The Electric Hotel (Allen & Unwin) by Dominic Smith explores the nascent days of cinema. From the Lumière brothers’ first demonstrations of moving pictures in Paris to early American movie houses in Fort Lee, New Jersey— America’s first movie town— to the battlefields of Belgium in the First World War, this is a prodigiously researched journey through the birth of cinema and one man’s doomed obsession with his muse. Smith considers historical fiction gives us a sense of the lives that came before us and allows us “to empathise with our ancestors, and understand the forces that shaped the present.”

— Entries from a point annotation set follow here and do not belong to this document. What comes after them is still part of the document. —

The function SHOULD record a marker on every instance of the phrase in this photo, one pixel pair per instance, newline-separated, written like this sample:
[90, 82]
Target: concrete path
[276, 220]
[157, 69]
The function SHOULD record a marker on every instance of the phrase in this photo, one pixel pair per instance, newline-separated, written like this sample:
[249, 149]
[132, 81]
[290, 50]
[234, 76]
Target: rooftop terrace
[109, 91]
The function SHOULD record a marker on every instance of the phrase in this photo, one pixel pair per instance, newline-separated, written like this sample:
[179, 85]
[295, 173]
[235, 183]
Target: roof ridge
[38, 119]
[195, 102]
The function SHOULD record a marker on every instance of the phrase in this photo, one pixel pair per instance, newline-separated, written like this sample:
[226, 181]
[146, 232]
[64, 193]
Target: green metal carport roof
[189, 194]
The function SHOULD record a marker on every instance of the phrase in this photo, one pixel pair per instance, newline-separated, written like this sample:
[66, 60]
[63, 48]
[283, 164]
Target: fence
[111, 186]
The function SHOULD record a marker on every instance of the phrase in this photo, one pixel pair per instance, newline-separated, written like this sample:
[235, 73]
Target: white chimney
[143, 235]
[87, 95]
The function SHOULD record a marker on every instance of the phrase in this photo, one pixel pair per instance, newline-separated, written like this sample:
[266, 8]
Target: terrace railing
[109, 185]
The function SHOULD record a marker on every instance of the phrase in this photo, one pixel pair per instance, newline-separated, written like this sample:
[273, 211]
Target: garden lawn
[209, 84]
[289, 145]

Another debut historical novelist placed in the contest is Nigel Featherstone with Bodies of Men (Hachette Australia). Set during and after the Western Desert campaign in the Second World War, the book explores both the outward courage and the inner struggle of two gay soldiers. This is a tender and beautifully written love story that challenges ideas about fathers and sons, masculinity and war. Featherstone sees being longlisted as a real ‘shot in the arm’ and considers the ARA Historical Novel Prize to be a terrific initiative which represents “an opportunity to be part of the broader conversation about historical fiction and to recognise all the writers and readers that love the genre.”

Spreading the word about the inauguration of the prize during COVID posed its own challenges. This led the HNSA Prize Committee to delve into producing virtual announcements to publicise the longlist, shortlist and winner. Illustrated excerpts were read by the authors via Youtube with relevant graphics and music. You can view these on the website. 1

The committee comprised Elisabeth Storrs, Sophie Masson, Diane Murray, Sally Wood and Greg Johnston. The task we set ourselves was at times overwhelming but we are all immensely proud of being able to grab the attention of the ANZ publishing industry and historical novelists. The ARA Historical Novel Prize is a true celebration of the genre, and a real opportunity to foster it on a grander scale. As the Chair of the judges, Linda Funnell, remarked: “It does, indeed, feel we are in a golden age for historical fiction.”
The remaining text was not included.